Sample substitution has been a time-honored method of trying to beat the drug test. Drug users have attempted to smuggle “clean” urine into collection facilities using balloons or condoms, bottles and other various devices. Aegis and other laboratories involved in urine sample collection have documented many instances of subjects attempting to transfer their “clean” urine into a urine collection container without detection. Although incidents have occurred where smuggled urine filled balloons/condoms have burst, and thus provided direct evidence of sample manipulation, the current practice is to measure the temperature of the sample immediately after voiding to verify the sample was provided from the body. The Internet does offer products for sale that contain drug-free, freeze-dried urine (just add water!) and heating devices to provide a warm negative sample. Such products have been determined to be faulty, and donors have provided “hot” urine samples (well above body temperature) that are obviously the result of such a product being used. The best response to this effort is to ensure collection staff are trained and certified, and the collection facility follows forensic practices in the urine collection procedure.

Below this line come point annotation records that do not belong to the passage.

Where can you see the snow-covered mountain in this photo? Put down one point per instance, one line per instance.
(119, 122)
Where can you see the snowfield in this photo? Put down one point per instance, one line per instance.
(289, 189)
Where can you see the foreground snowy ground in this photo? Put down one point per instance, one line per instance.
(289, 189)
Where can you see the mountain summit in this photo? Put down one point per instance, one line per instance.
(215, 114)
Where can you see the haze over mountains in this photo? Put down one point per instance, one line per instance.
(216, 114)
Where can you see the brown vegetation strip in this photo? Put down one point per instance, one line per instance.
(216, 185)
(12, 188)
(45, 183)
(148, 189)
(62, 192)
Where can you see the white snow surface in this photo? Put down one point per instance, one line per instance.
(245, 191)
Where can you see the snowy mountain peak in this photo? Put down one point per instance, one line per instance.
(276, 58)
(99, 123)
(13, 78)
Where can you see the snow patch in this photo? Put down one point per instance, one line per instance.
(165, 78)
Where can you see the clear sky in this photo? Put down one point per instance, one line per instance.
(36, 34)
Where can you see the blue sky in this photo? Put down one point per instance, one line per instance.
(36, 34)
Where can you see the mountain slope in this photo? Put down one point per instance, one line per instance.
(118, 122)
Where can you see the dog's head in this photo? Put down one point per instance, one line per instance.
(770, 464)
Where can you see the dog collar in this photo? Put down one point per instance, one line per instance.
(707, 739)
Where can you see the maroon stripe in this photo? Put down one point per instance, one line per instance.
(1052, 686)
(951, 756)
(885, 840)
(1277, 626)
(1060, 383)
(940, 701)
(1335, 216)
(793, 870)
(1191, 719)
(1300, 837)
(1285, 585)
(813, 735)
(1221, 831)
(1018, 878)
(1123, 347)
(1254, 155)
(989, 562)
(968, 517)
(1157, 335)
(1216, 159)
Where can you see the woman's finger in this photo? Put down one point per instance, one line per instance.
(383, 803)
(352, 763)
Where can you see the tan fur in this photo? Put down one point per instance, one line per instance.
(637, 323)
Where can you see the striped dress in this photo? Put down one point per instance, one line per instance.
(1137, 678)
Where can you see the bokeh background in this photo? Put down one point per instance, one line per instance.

Products are marketed through nutrition centers, the Internet, gas stations and convenience stores for the purpose of “diluting” the urine and therefore lowering the drug concentration. The products have been developed and marketed to reduce the drug concentration to below the testing threshold that may be used to identify a sample as positive. One of the oldest such products is Golden Seal Tea or Golden Seal Capsules, that contains natural diuretics that increase the amount of water present in the urine. Today there are many products available for purchase that will increase the water content of a urine sample and reduce the drug concentration to below common drug screening thresholds; the result is a “false negative” report issued by the laboratory. A typical product (pill, capsule, liquid) provides instructions to drink an excessive amount of water (six eight ounce glasses of water) in one hour within two hours of a sample collection. These products contain Vitamin B to restore the color to the dilute urine so it will not obviously appear dilute; and creatine with the intent to increase creatinine concentration since it is the marker used by most laboratories to identify a dilute sample. Although the products were originally sold to affect a Marijuana test result, the dilution effect will apply to any drug use and may result in a false negative laboratory report. Since these products are used by drug users prior to the sample collection, there is a greater challenge in responding to this sample manipulation practice. Drug policies and program practices should require a maximum two-hour limit for notice to the donor to report to a collection facility to provide a sample. A limited amount of water (16 ounces) should be provided to the donor if they need fluid intake to provide a urine sample; donors should not be allowed to use their own drinks since they may actually be using a product designed to cause a negative test. The program may also elect to use lower testing thresholds to compensate for the possibility of the use of these products; the lower test thresholds will also provide a longer window of drug detection in an individual using drugs.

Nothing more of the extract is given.